Adaptable stirred-tank culture strategies for large scale production of multicellular spheroid-based tumor cell models

• Platform for generation of multicellular tumor spheroids in stirred-tank culture systems.
• High number of spheroids per run for feeding high-throughput screenings in pre-clinical research.
• Cells from distinct oncopathologies successfully aggregated and cultured by standardized protocols.
• Tumor spheroids with different morphologies (spherical and irregular) and size can be produced by manipulation of hydrodynamic conditions in the stirred-tank culture systems.
• Co-cultures with fibroblasts were also demonstrated with or without physical support from hydrogels.

Currently there is an effort toward the development of in vitro cancer models more predictive of clinical efficacy.

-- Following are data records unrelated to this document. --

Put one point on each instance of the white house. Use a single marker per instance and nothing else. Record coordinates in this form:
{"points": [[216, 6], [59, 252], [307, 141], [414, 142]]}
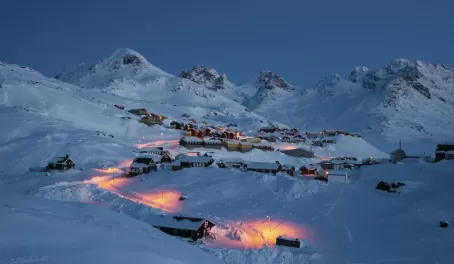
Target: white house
{"points": [[337, 176]]}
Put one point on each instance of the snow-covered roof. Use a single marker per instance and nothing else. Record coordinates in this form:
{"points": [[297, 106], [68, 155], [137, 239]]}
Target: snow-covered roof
{"points": [[192, 139], [232, 142], [310, 167], [337, 172], [232, 160], [153, 150], [139, 165], [263, 165], [261, 145], [200, 159], [212, 141], [58, 160], [175, 222], [288, 238], [246, 143]]}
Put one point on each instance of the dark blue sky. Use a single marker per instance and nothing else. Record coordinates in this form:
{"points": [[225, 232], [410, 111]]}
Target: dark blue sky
{"points": [[301, 40]]}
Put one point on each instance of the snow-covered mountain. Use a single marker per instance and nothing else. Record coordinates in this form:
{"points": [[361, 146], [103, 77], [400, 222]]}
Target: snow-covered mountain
{"points": [[403, 99], [129, 75], [269, 89], [206, 76]]}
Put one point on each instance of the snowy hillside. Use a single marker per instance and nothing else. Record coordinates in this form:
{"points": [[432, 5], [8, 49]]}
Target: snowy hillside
{"points": [[44, 231], [93, 213], [404, 99]]}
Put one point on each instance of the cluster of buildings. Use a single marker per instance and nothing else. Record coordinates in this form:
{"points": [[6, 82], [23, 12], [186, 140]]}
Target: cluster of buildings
{"points": [[246, 145], [335, 170]]}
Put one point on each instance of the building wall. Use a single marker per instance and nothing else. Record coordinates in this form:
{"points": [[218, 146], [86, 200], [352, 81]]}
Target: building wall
{"points": [[337, 178]]}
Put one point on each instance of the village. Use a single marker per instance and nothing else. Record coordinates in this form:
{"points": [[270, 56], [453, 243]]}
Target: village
{"points": [[203, 146]]}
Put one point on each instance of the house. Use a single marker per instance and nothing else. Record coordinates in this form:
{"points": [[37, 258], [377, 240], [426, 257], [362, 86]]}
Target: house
{"points": [[328, 141], [337, 176], [444, 151], [252, 140], [151, 120], [263, 147], [212, 143], [231, 145], [245, 146], [191, 142], [288, 241], [144, 163], [309, 170], [298, 152], [140, 111], [188, 227], [268, 129], [231, 163], [397, 155], [61, 163], [197, 161], [289, 169], [265, 167], [165, 154]]}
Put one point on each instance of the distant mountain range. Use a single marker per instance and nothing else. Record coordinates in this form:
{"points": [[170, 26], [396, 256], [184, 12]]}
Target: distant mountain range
{"points": [[404, 98]]}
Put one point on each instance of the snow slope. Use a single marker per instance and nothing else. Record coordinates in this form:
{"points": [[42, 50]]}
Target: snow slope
{"points": [[403, 100], [45, 231]]}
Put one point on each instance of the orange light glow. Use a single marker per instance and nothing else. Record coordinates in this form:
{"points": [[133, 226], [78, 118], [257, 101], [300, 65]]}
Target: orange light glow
{"points": [[158, 143], [270, 230], [257, 234], [165, 200], [288, 147], [125, 163], [109, 170]]}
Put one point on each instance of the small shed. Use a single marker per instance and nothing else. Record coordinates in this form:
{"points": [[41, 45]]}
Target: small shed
{"points": [[231, 163], [337, 176], [144, 163], [310, 170], [268, 129], [191, 142], [398, 155], [288, 241], [151, 120], [263, 147], [289, 169], [265, 167], [298, 152], [182, 226], [212, 143], [231, 145], [140, 111], [245, 146], [196, 161], [61, 163]]}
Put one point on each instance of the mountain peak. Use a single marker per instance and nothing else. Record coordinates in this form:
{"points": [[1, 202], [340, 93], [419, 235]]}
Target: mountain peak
{"points": [[330, 80], [123, 63], [357, 73], [270, 80], [205, 75]]}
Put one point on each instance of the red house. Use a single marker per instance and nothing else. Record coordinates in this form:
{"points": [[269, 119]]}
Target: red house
{"points": [[309, 170]]}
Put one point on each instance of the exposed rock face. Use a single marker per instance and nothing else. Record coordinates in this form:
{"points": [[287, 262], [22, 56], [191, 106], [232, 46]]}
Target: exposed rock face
{"points": [[270, 80], [206, 76]]}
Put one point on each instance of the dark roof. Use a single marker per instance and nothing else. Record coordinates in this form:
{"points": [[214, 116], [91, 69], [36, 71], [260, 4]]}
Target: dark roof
{"points": [[59, 160], [179, 222], [445, 147], [297, 151]]}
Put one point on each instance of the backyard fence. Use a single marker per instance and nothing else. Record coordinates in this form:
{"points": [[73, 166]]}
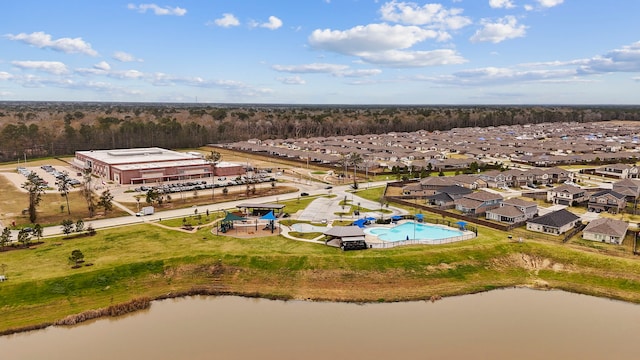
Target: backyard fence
{"points": [[387, 245]]}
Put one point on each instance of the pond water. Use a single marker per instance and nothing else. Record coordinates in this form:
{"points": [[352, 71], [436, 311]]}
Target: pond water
{"points": [[501, 324], [412, 230]]}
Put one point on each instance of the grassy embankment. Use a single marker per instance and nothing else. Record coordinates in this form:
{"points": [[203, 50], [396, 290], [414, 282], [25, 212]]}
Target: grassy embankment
{"points": [[147, 261]]}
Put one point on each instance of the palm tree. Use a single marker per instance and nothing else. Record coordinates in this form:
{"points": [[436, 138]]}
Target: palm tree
{"points": [[213, 158]]}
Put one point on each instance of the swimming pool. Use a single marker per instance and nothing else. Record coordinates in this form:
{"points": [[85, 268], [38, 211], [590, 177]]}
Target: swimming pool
{"points": [[304, 227], [412, 230]]}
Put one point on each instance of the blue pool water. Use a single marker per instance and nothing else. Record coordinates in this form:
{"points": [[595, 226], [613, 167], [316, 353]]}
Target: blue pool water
{"points": [[412, 231]]}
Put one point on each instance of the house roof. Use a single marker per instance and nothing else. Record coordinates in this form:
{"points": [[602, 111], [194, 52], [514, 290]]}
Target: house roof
{"points": [[468, 203], [483, 196], [519, 202], [506, 210], [456, 190], [443, 197], [344, 231], [605, 226], [615, 194], [568, 189], [556, 219]]}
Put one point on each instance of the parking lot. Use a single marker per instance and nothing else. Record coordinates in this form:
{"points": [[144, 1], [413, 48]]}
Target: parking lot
{"points": [[46, 173]]}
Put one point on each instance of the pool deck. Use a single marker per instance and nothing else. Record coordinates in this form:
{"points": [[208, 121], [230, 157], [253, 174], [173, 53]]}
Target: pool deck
{"points": [[378, 243]]}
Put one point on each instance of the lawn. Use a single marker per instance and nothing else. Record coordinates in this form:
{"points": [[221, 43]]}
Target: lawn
{"points": [[145, 260], [13, 202]]}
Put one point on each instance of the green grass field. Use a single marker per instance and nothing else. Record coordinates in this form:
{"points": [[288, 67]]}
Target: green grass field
{"points": [[145, 260]]}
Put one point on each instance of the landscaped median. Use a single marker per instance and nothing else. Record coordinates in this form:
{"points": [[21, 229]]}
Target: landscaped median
{"points": [[146, 261]]}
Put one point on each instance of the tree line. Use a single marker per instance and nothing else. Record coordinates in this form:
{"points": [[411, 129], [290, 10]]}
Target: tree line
{"points": [[56, 129]]}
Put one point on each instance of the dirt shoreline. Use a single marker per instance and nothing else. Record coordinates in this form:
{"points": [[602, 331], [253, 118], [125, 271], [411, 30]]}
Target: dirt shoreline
{"points": [[143, 303]]}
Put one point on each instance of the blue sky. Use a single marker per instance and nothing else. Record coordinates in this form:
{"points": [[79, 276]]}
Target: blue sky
{"points": [[322, 51]]}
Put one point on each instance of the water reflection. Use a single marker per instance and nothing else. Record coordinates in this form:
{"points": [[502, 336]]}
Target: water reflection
{"points": [[503, 324]]}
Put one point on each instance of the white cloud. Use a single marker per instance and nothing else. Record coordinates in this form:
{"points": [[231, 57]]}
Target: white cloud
{"points": [[273, 24], [495, 75], [5, 75], [66, 45], [495, 32], [370, 38], [125, 57], [227, 20], [102, 65], [395, 58], [310, 68], [292, 80], [53, 67], [158, 10], [127, 74], [626, 59], [550, 3], [359, 73], [324, 68], [430, 15], [501, 4]]}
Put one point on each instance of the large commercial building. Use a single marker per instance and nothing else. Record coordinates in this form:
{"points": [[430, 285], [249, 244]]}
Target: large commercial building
{"points": [[144, 165]]}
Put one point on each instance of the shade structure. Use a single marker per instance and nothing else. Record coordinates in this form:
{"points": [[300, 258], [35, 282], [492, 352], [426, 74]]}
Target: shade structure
{"points": [[269, 216], [233, 217], [360, 223]]}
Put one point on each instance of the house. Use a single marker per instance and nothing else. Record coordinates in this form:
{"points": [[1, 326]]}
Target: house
{"points": [[620, 171], [346, 237], [446, 197], [628, 187], [555, 223], [506, 214], [478, 203], [513, 211], [494, 178], [606, 230], [558, 175], [567, 195], [607, 200]]}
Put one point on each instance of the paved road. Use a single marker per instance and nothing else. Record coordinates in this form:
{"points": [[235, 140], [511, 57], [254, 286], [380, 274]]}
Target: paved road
{"points": [[325, 208], [312, 189]]}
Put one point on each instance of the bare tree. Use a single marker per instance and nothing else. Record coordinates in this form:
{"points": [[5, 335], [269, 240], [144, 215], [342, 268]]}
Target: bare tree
{"points": [[355, 159], [5, 238], [106, 201], [64, 185], [213, 158], [87, 178], [35, 188]]}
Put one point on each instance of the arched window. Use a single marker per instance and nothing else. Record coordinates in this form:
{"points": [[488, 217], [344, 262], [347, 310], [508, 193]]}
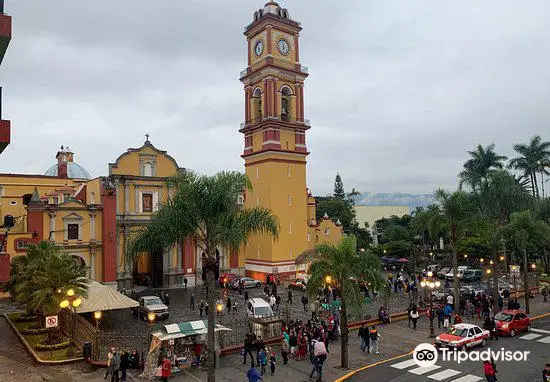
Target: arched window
{"points": [[286, 104], [147, 169], [257, 104]]}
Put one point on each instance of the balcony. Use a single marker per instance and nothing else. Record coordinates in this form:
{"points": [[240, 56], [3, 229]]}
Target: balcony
{"points": [[278, 118]]}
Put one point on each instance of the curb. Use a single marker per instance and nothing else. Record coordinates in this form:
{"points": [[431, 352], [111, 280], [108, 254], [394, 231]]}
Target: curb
{"points": [[31, 351]]}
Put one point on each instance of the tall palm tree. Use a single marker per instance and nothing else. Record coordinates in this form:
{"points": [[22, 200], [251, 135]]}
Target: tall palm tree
{"points": [[483, 161], [526, 228], [533, 158], [205, 209], [455, 207], [345, 266]]}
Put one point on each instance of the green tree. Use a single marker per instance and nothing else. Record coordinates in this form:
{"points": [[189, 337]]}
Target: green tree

The onset of advanced analytical tools and imaging technologies has increased the utilization of spheroids in the implementation of high throughput approaches in drug discovery. Agitation-based culture systems are commonly proposed as an alternative method for the production of tumor spheroids, despite the scarce experimental evidence found in the literature. In this study, we demonstrate the robustness and reliability of stirred-tank cultures for the scalable generation of 3D cancer models. We developed standardized protocols to a panel of tumor cell lines from different pathologies and attained efficient tumor cell aggregation by tuning hydrodynamic parameters. Large numbers of spheroids were obtained (typically 1000–1500 spheroids/mL) presenting features of native tumors, namely morphology, proliferation and hypoxia gradients, in a cell line-dependent mode. Heterotypic 3D cancer models, based on co-cultures of tumor cells and fibroblasts, were also established in the absence or presence of additional physical support from an alginate matrix, with maintenance of high cell viability. Altogether, we demonstrate that 3D tumor cell model production in stirred-tank culture systems is a robust and versatile approach, providing reproducible tools for drug screening and target verification in pre-clinical oncology research.